The very texture of your life seems broken up, the warp and woof bitterly wrenched and torn, yet by no means disentangled — that they never could be — but fragments of both together still interwoven in their seeming separation — thoughts of the present refusing to be sundered from the past — the life that is gone, re-lived and lived again in memories unceasing, present existence merged in many a bygone passage of your married life, in fond associations flitting before the mind with loving importunity.
You had not realized, as now you do, how truly you were not twain, but one (Genesis 2:24), and not "one flesh" alone — one heart, one mind, one taste, one feeling, one end in life — one everything. It is bad enough to be alone when nothing else has been experienced. But to have been no longer single in the world, and then to be reduced to widowed solitude — is indeed sad and withering. Such separations involve a world of suffering, known only to the sufferers, and to those who have experienced the same; and nothing so plainly shows the wisdom and benevolence of God's decree, that man should not "be alone" (Genesis 2:18) as when we lose our treasure.
My widowed friend! God lent her to you for a time, a loan to be recalled at His will. Not less you owe Him thanks, than if He had lent her for a longer season. I have heard of a husband charging God with cruelty for having snatched a darling wife away. A cutting dispensation, I allow — crushing to the spirit, grating to the flesh, clothing the man with unutterable grief.
Yet, say, can God be charged with cruelty? Think who He is, my friend — God, the wise, the holy, and the good. Can we contend with Him, and say He deals unjustly? It is written, "He does not afflict willingly, nor grieve the children of men" (Lam. 3:33). To the natural heart, I know, it is hard to credit this, and so to reconcile what seems irreconcilable. Again, it is written, "Why do you strive with Him? for He gives no account of any of His matters" (Job 33:13). Not that this truth alone will heal the wound, and make men suffer meekly — friend, you need something more — Grace to receive the message — Grace to see that love is wrapped in it — Grace to "trust God, though He slays you" — Grace to experience that God takes nothing away, but what He is able, yes, and willing too, to give much more than He has taken.

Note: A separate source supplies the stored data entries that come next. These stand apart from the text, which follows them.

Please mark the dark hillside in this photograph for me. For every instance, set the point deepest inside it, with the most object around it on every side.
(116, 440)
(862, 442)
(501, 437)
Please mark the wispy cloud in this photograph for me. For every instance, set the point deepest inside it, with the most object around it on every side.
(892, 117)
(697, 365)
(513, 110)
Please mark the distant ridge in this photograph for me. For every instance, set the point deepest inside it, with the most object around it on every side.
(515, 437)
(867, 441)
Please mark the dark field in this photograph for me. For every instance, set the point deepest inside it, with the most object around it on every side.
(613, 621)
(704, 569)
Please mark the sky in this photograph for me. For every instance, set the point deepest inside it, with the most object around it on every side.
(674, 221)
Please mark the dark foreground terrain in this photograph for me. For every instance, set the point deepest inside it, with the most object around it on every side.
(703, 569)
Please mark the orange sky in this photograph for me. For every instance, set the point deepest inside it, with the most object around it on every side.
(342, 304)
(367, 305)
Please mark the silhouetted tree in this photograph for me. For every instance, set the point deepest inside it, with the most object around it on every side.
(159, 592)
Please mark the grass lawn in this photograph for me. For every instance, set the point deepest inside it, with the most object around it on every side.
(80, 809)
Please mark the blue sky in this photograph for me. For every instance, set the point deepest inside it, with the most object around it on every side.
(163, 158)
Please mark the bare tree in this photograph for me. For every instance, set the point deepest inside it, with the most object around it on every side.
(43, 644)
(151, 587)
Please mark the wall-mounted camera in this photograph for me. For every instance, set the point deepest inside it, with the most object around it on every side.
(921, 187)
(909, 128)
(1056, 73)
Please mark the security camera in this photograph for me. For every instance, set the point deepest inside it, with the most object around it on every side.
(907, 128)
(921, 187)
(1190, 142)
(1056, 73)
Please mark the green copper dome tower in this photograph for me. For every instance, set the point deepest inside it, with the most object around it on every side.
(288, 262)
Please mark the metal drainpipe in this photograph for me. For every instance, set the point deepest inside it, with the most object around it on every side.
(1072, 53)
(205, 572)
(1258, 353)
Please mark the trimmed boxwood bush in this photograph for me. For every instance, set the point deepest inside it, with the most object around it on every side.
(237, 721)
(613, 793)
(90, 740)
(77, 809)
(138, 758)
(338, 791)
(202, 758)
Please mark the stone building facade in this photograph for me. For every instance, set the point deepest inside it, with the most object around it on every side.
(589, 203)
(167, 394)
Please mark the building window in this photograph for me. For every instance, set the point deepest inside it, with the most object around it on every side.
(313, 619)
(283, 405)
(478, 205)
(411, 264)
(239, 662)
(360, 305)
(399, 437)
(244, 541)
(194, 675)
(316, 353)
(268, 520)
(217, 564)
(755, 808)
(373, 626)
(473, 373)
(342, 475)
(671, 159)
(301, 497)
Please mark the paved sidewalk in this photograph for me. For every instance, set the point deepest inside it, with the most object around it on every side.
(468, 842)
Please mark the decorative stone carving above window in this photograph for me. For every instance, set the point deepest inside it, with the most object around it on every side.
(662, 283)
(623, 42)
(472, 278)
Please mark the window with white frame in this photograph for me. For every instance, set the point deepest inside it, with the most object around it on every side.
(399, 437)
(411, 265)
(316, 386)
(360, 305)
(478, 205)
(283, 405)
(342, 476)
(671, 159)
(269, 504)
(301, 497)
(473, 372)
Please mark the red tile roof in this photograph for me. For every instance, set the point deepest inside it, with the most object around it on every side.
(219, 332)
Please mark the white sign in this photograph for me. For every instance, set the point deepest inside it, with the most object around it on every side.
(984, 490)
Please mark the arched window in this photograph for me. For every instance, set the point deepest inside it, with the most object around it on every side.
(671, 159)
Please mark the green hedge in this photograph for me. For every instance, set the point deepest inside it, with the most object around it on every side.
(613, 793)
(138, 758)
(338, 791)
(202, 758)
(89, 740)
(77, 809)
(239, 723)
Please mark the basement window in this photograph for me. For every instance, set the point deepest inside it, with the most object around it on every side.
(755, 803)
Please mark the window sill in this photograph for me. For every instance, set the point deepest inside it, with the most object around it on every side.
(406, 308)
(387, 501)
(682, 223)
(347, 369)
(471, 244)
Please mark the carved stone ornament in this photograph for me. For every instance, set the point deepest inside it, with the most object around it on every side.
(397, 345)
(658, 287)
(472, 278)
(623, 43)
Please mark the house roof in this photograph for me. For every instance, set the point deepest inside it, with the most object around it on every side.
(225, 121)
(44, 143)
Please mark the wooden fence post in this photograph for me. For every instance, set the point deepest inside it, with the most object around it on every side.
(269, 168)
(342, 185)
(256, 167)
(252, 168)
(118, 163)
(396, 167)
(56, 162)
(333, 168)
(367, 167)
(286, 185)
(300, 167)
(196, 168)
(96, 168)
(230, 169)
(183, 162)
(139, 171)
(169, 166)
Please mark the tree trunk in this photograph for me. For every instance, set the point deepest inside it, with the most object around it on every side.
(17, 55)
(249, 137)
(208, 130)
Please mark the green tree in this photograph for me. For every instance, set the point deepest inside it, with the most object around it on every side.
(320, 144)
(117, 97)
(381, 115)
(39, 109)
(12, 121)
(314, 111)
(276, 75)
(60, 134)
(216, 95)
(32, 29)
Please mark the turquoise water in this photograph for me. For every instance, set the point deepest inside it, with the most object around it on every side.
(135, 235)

Do you say, "He has taken what was dearer to me than life itself. How can He give me what is better?" My friend, the matter rests with God, and not with you or I. Ask Him to explain His meaning. Ask God to be "His own interpreter — and He will make it plain." Ask Him to solve the difficulty, that He can chasten, and yet love all the while. He has promised to give His Holy Spirit to those who ask Him (Luke 11:13). Can you do better than take Him at His word? You little know what worlds of light and joy and peace might thereby open to you. Oh! Taste and see, and you shall find that "the Lord is good" (Psalm 34:8). Believe me, God is gracious. He waits to bless you, to turn your sorrow into joy, and gild your desolation with transcendent brightness.
Go to the Cross, poor widower, and see how sweet it is to be forgiven of all your sins; how surpassing sweet to be at peace with God through Christ, how glorious that God Himself should be your Comforter!